Ação civil pública proposta para interdição de hotel
que não observa regras mínimas de segurança.
EXMO. SR. DR. JUIZ DE DIREITO DA ..... VARA CÍVEL DA COMARCA DE ....., ESTADO
DO .....
(PROCESSO Nº .....)
O MINISTÉRIO PÚBLICO DO ESTADO DE ...., pelo Promotor de Justiça de Defesa do
Consumidor ao final assinado, com fundamento no artigo 129, incisos III e IX, da
Constituição Federal, no artigo 5º, caput, da Lei Federal nº7.347/85, no artigo
25, inciso IV, alínea “a”, da Lei Orgânica Nacional do Ministério Público, nos
artigos 81, parágrafo único, 82, inciso I, e 91 da Lei Federal nº8.078/90, vem
propor a presente
AÇÃO CIVIL PÚBLICA COM PEDIDO DE LIMINAR
em face de
....., pessoa jurídica de direito privado, inscrita no CNPJ sob o n.º ....., com
sede na Rua ....., n.º ....., Bairro ......, Cidade ....., Estado ....., CEP
....., representada neste ato por seu (sua) sócio(a) gerente Sr. (a). .....,
brasileiro (a), (estado civil), profissional da área de ....., portador (a) do
CIRG nº ..... e do CPF n.º ....., pelos motivos de fato e de direito a seguir
aduzidos.
DOS FATOS
Inicialmente, mister mencionar que o Promotoria de Defesa do Consumidor de ....
está verificando a regularidade das atividades de estabelecimentos como hotéis,
clubes e casas noturnas, tendo sido instaurado um procedimento investigatório
para cada fornecedora de serviços.
A empresa .... com atividade na cidade de ...., atua no ramo hoteleiro e, como
tal, é fornecedora de serviços para os efeitos do artigo 3º, caput e parágrafo
2º, do Código de Defesa do Consumidor. Suas atividades são desenvolvidas na rua
.....
Após representação encaminhada pelo Comandante dos Postos de Bombeiros de .... e
regular procedimento investigatório, foi constatado que o hotel não apresenta
condições de segurança para receber consumidores, sejam eles hóspedes ou
freqüentadores dos eventos sociais. Aliás, até o momento, nem mesmo o novo
projeto de segurança do local foi aprovado.

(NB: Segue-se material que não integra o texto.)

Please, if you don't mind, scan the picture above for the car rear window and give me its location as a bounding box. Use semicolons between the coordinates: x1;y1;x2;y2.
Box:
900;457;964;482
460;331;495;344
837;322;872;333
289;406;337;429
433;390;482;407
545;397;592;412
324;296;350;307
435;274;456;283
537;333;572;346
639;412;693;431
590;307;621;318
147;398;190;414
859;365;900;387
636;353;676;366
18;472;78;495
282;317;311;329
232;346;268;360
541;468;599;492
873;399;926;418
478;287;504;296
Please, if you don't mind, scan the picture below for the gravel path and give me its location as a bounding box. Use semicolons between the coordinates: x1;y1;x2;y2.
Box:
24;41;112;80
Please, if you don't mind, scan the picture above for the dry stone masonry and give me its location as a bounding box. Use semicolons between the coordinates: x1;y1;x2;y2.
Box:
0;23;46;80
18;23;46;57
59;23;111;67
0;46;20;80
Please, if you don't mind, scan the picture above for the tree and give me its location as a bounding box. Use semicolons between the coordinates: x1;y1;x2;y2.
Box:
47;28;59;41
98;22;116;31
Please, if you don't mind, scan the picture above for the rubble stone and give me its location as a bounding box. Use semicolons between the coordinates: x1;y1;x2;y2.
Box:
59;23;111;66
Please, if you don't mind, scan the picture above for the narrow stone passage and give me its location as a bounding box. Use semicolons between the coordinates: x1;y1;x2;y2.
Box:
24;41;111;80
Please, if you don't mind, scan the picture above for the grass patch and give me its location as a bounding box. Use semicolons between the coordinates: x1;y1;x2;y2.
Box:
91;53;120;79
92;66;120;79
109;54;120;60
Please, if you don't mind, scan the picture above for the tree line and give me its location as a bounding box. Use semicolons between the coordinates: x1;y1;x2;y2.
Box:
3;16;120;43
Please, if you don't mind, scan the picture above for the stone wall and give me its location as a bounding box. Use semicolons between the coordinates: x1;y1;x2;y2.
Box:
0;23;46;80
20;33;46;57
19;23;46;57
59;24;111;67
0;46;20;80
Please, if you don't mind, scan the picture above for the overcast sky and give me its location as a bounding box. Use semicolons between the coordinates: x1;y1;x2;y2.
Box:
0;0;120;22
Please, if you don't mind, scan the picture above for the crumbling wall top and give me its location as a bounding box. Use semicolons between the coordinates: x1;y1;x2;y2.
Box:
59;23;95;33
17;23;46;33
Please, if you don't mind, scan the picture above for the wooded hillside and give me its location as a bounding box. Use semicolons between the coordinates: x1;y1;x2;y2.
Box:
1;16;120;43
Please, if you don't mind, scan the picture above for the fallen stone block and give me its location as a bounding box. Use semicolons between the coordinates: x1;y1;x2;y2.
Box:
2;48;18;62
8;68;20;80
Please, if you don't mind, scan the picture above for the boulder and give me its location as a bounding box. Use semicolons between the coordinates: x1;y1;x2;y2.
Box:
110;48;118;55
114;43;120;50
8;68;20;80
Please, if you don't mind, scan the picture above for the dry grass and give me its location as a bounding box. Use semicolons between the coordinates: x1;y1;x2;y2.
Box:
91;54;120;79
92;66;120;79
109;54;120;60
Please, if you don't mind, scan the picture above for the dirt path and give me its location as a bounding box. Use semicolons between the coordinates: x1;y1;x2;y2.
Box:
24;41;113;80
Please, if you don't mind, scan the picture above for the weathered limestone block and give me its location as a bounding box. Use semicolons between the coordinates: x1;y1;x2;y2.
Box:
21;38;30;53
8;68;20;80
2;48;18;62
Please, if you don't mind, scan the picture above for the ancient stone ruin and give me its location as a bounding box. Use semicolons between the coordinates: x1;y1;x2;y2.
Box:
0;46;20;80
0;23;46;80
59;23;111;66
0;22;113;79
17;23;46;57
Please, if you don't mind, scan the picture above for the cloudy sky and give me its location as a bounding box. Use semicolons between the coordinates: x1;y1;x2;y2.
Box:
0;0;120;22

Veja-se que o hotel nem mesmo possui aprovado o projeto de segurança, atual e
regular, consoante informação do Corpo de Bombeiros de fls....... Aliás, a
própria empresa admitiu a ausência da aprovação do projeto no documento de
fls...., ao se referir ao “Projeto Técnico em andamento para aprovação junto” ao
Corpo de Bombeiros. Ademais, também confessou que existe irregularidade,
apontando a ausência de sensores de fumaça a fls....... Mister mencionar que,
anteriormente, o hotel teve projeto aprovado. Entretanto, consoante esclareceu o
Corpo de Bombeiros, o local passou por “modificações estruturais” e, assim, “há
a necessidade da adequação do projeto de proteção contra incêndio do prédio”
(fls.26). As aludidas modificações ocorridas no prédio foram confirmadas pela
própria suplicada no documento de fls....., apontando que houve “uma pequena
alteração na ala direita... no 1º Pavimento e no 2º Pavimento da edificação”.
Dessa forma, agora, são imprescindíveis a apresentação e aprovação de novo
projeto. Ainda que parte das irregularidades tenha sido sanada (consoante
alegação da empresa a fls......), o novo projeto não foi devidamente aprovado e,
após a aprovação (se houver aprovação, diga-se), as medidas/obras nele previstas
ainda deverão ser executadas. A vida e a segurança dos consumidores não podem
esperar!
DO DIREITO
O artigo 3°, § 2°, CDC, define o que seja serviço: “serviço é qualquer atividade
fornecida no mercado de consumo, mediante remuneração, inclusive as de natureza
bancária, financeira, de crédito e securitária, salvo as decorrentes das
relações de caráter trabalhista”.
Analisando tal dispositivo, Toshio Mukai leciona que:
“Já o § 2° deste artigo define o que seja serviço, fazendo-o também de modo
amplo. É sempre atividade que seja fornecida no mercado de consumo mediante
remuneração. Portanto, a atividade será não só aquela prestada
profissionalmente, com habitualidade, como aquela que, embora esporádica, o seja
mediante pagamento de uma remuneração”. (in Comentários ao Código de Defesa do
Consumidor - Coordenador Juarez de Oliveira, 1991, p.09).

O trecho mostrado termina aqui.